There have been multiple studies strongly suggesting pulse oximetry screening is a feasible and efficient tool for newborn screening of CCHD. In a study being early released in Pediatrics this week entitled, “Comparing Strategies for CCHD Newborn Screening,” Dr. Pei-Chen Tsao and colleagues from several institutions in Taiwan set out to investigate the test accuracy and the efficiency of pulse oximetry screening for CCHD, after the Taipei City Government implemented a modified version of the AAP recommendation for CCHD screening in 2013 (10.1542/peds.2022-057862).
Between April 2014 and June 2017, a newborn CCHD screening program using pulse oximetry was expanded to include 30 birthing facilities representing 87.9% (93,093 of 105,869) of the total deliveries in Taipei. All newborns delivered in these facilities were eligible for inclusion; all centers followed the same protocol for newborn screening and referral. The screening protocol used in this study is comparable with current AAP recommendations, barring one major difference: the Taipei protocol allowed for an additional pulse oximetry screening test for cases with SpO2 <90% at first measurement (current AAP recommendations support not rescreening in these cases and instead placing immediate referral for evaluation). This study cohort was then used to retrospectively estimate outcomes based on different CCHD screening protocols.

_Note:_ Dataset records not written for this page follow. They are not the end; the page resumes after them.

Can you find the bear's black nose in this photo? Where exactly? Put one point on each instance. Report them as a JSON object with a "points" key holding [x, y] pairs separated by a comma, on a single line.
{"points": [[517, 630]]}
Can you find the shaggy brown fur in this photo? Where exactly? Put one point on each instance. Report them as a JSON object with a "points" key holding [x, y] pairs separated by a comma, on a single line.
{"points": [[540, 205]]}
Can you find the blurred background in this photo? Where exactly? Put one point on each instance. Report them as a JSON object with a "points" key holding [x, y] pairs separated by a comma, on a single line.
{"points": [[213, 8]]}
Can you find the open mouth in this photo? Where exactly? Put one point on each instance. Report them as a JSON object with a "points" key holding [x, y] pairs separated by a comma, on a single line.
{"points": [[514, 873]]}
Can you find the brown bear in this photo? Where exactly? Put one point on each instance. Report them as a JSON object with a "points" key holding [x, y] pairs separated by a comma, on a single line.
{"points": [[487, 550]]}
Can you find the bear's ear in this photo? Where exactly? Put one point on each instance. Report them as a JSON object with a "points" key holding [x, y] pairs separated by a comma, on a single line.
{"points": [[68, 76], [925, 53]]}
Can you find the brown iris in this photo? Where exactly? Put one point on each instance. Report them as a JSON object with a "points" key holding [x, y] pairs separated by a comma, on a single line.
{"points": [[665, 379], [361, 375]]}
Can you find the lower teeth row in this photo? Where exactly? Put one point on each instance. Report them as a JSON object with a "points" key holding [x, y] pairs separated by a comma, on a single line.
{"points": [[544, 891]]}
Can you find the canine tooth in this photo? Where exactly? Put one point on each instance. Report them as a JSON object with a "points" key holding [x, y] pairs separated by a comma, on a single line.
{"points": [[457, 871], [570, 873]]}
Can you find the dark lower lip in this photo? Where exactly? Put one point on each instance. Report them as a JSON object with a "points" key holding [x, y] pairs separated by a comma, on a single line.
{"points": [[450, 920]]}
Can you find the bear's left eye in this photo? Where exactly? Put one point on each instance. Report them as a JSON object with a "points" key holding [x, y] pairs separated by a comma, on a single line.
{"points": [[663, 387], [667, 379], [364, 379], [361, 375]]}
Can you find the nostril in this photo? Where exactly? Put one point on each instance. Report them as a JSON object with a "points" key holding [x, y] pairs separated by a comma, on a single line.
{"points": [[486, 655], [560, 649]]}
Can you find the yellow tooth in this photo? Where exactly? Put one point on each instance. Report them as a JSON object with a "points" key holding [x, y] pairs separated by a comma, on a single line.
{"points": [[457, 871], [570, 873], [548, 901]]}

Using the Taipei protocol, Dr. Pei-Chen Tsao and colleagues found that among the >90,000 of newborns screened without prenatal suspicion for CCHD:
- 355 (0.38%) required a second oximetry measurement.
- Ultimately, 156 (0.17%) newborns failed their second oximetry screening and were referred for further evaluation. The referral rate of these newborns within 48 hours of life in this study was 87.82%.
- Of the referral cases, 117 (75%) had a final diagnosis before 72 hours of life, most common of which included CCHD, non-critical congenital heart disease, respiratory illness, or sepsis.
- The false-positive rate of CCHD screening was 0.12% (114). Importantly, 42 cases of CCHD were detected in newborns without prenatal suspicion, and 97.6% were diagnosed within the first 72 hours of life.
- Only 4 infants who passed the screening ultimately were diagnosed with CCHD providing a false-negative rate of 0.004%.
The authors concluded that the Taipei protocol, using a second oximetry screening for those who initially failed the first screening with SpO2 <90%, is an efficient and effective screening tool for CCHD. They also found that implementing current AAP guidelines, which would immediately refer to pediatric cardiology in such cases, would further decrease their false-negative rate. It thus appears that the important take home message here is that oximetry screening in the first few days of life is important, regardless of whether a second screen is performed. The final Taipei proposed protocol, which aligns with the AAP guidelines, should enable effective and efficient nationwide screening in Taiwan and other regions with similar medical care systems.